Isbert was one of the greatest of a great generation of repertory actors and the scion of one of Spain's most celebrated thespian dynasties. She was never a star but her comic presence in more than 250 films over more than 70 years made her instantly recognisable.

She was born in 1917, the daughter of the legendary Spanish actor Pepe Isbert. She started to act in the theatre in 1937 and soon after was called upon to perform small parts in films. In the course of her career she acted under the orders of almost everyone of note within Spain's film industry.

Juan de Orduña gave her her first film role in 1943's La vida empieza a medianoche. Throughout the 1940s and 1950s she was a stalwart in films by directors including Edgar Neville, Jerónimo Mihura and Luis García Berlanga. Marco Ferreri cast her alongside her father in El cochecito (1960), a film that resulted in the revocation of Italian Ferreri's work permit by the dictatorship. The following year Isbert played one of the beggars in Luis Buñuel's notorious masterpiece Viridiana, a film that infuriated both the Franco regime and the Vatican. Isbert told me that such was the scandal, that she had never actually seen the film.

She studied at a German school in Madrid and was fluent in several languages, becoming an actress against the wishes of her father, who harboured hopes that she would become a state functionary with a job for life. As it was, she was rarely out of work, except by choice. Age made little impact on her opportunities and she continued to appear on stage and screen well into this century. Although she could never be considered a versatile or dramatic actress, her distinctive voice and singular facial attributes lent themselves to a variety of comic roles that saw her cast in radically differing kinds of films.

While she played minor roles in a string of popular comedies of the 1960s and 1970s she also had a part in the future experimentalist Ivá* Zulueta's first film, Un, dos, tres, al escondite ingles (1969), a Spanish variant on the Beatles' film Help! In the 1990s she worked with the directorial partnership "La Cuadrilla" on Atilano, presidente (1998) and one of her last roles was in – in an echo of her comment to me – La mujer más fea del mundo (The Ugliest Woman in the World, 1999). She last acted on stage in 2003, retired from films in 2005 and made her last TV appearance in 2006. In 2008, in an emotional ceremony she was awarded honorary membership of the Spanish Academy of Cinematic Arts.
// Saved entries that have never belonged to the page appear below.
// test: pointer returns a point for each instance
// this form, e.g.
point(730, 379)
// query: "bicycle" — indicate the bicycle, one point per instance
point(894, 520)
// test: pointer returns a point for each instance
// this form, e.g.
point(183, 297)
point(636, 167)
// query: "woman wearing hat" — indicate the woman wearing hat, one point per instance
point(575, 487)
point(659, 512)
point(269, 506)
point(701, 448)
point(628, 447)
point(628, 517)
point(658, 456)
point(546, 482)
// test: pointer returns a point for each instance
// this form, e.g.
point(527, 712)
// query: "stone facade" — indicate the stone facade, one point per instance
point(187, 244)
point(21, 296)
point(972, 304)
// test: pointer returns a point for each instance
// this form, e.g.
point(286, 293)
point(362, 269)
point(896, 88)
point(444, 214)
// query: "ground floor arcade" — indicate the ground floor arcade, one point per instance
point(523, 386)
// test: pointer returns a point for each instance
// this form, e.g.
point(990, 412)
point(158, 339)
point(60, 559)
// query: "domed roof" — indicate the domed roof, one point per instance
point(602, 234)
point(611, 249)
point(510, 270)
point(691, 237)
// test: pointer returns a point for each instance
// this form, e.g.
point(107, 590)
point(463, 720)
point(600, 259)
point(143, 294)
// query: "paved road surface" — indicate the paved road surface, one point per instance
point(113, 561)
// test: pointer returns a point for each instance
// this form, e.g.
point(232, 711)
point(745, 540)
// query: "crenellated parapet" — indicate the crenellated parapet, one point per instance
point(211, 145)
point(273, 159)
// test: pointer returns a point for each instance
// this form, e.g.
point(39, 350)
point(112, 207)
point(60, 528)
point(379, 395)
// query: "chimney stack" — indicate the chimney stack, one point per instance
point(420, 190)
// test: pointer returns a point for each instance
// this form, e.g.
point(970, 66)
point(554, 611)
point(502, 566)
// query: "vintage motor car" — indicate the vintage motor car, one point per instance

Mother to seven sons, two of whom (Carlos and Tony) became actors in their own right, she was widowed early and took nearly 20 years off work to devote to her family. She was familiar with life's hardships yet in company made light of them. Her wry but dark comedy was emblematic of the times she had lived through, and the particularly Spanish brand of the theatre of the absurd associated with those times.

María Vicenta Ysbert Soriano (María Isbert), actress: born Madrid 21 April 1917; married Antonio Spitzer (died 1973; seven sons); died Villarobledo, Albacete 25 April 2011.